More on Fannie, Freddie and the Christmas Eve “Checkbook”

by Tom on December 31, 2009
in Market Musings

Tim Duy has a very solid explanation of what happened with Fannie and Freddie over the Christmas holiday when it gave them an open checkbook.   A couple of “points” from his article:

  • After December 31, they would have had to get Congressional approval.    That would have been messy at best and they didn’t want to do that.
  • They expect the financial reports from Fannie and Freddie to continue to be bad for quite some time.
  • Without doing this, the markets perception of Fannie and Freddie would have been “shakier” than it already is.   That would have caused the likelihood of increased rates due to fear of default by the two entities.    

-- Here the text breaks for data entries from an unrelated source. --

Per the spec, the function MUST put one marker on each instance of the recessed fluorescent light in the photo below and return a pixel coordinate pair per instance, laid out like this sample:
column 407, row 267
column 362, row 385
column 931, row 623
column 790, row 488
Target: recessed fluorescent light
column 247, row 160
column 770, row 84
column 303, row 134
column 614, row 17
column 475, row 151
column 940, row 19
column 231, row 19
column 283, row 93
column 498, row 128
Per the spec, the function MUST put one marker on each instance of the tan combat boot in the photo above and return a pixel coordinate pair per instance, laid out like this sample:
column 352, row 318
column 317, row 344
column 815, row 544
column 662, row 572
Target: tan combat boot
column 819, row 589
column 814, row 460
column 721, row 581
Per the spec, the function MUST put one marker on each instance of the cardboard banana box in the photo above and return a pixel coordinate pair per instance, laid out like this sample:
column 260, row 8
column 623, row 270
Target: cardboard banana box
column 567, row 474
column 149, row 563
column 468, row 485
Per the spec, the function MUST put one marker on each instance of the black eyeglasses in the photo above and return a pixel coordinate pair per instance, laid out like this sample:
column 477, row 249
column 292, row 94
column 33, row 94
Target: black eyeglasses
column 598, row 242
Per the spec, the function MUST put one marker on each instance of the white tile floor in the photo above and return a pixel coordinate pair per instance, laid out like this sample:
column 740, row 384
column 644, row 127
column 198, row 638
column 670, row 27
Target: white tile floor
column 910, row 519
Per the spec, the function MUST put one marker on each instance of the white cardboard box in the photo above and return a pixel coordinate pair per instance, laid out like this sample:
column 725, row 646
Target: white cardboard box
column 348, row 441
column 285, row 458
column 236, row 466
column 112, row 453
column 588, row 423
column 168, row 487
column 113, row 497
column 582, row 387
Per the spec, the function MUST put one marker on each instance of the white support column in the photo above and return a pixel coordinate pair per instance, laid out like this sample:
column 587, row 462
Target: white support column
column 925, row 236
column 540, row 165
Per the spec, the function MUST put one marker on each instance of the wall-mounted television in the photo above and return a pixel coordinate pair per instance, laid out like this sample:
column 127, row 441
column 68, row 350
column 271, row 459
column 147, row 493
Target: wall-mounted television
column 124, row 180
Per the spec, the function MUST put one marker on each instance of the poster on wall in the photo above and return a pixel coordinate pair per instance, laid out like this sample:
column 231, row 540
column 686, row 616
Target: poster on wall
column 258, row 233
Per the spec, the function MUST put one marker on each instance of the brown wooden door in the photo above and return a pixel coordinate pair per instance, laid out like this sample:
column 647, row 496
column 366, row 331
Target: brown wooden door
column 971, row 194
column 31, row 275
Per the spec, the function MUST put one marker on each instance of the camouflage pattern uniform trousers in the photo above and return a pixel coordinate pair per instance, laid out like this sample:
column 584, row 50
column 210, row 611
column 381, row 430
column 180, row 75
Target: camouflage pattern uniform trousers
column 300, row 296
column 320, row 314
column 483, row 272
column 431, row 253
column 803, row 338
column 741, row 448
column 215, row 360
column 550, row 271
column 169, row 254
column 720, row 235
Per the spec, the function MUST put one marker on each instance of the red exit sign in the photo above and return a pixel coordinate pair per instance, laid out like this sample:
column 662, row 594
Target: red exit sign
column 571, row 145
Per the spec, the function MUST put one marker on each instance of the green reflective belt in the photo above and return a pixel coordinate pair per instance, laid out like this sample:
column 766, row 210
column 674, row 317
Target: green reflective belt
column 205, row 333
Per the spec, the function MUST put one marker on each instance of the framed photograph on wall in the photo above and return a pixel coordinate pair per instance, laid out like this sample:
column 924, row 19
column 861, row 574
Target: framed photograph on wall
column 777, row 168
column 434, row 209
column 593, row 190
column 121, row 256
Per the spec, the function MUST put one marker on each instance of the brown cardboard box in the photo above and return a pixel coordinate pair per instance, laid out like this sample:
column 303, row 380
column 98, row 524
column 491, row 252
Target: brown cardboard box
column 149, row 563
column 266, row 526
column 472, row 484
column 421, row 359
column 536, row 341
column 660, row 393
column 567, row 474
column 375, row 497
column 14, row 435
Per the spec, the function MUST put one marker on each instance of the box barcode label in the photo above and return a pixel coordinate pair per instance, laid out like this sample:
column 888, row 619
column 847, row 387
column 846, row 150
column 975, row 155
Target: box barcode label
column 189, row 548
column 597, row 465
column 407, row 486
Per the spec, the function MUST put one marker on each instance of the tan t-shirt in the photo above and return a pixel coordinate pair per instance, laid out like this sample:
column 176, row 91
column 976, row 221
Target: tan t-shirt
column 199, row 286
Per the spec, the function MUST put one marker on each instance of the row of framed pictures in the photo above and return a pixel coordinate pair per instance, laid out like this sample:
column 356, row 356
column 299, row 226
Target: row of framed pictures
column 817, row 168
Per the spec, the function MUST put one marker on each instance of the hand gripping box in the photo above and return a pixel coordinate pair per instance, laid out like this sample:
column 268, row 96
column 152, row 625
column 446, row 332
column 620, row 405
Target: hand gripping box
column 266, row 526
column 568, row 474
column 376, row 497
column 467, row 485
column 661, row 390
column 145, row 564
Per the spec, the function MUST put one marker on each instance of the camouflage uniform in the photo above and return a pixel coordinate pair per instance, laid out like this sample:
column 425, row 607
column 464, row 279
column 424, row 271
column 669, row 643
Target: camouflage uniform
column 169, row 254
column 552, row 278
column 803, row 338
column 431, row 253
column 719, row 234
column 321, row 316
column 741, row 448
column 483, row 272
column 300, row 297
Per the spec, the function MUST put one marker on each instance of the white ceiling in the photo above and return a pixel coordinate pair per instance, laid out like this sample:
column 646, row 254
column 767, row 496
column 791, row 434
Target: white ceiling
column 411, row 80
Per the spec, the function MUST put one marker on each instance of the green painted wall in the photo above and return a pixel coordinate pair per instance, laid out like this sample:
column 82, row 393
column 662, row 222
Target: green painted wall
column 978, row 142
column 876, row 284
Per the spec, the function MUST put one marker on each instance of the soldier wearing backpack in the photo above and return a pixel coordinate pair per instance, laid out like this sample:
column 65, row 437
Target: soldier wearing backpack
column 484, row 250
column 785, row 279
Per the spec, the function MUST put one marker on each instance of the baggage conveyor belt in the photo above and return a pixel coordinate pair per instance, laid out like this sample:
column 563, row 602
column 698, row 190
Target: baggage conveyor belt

So, the losses continue and continue to climb and the government continues to throw more money at it.    Doesn’t seem to be making things better yet, even if it is slowing down how “less bad” things are.

Tom Vanderwell

Tim Duy’s Fed Watch: Why Christmas Eve?

In short, there are plenty of ulterior motives for Treasury’s expansion of the Mae and Mac bailouts. My favorite is the desire to expand the ability of the GSEs to absorb principle reductions for housing modifications. But the simplest explanation is likely the correct one – the financial damage to the GSEs continues virtually unabated, and the Treasury simply needs to make explicit what was implicit: Mae and Mac are backed by the US government’s full faith and credit, regardless of the level of losses in those institutions.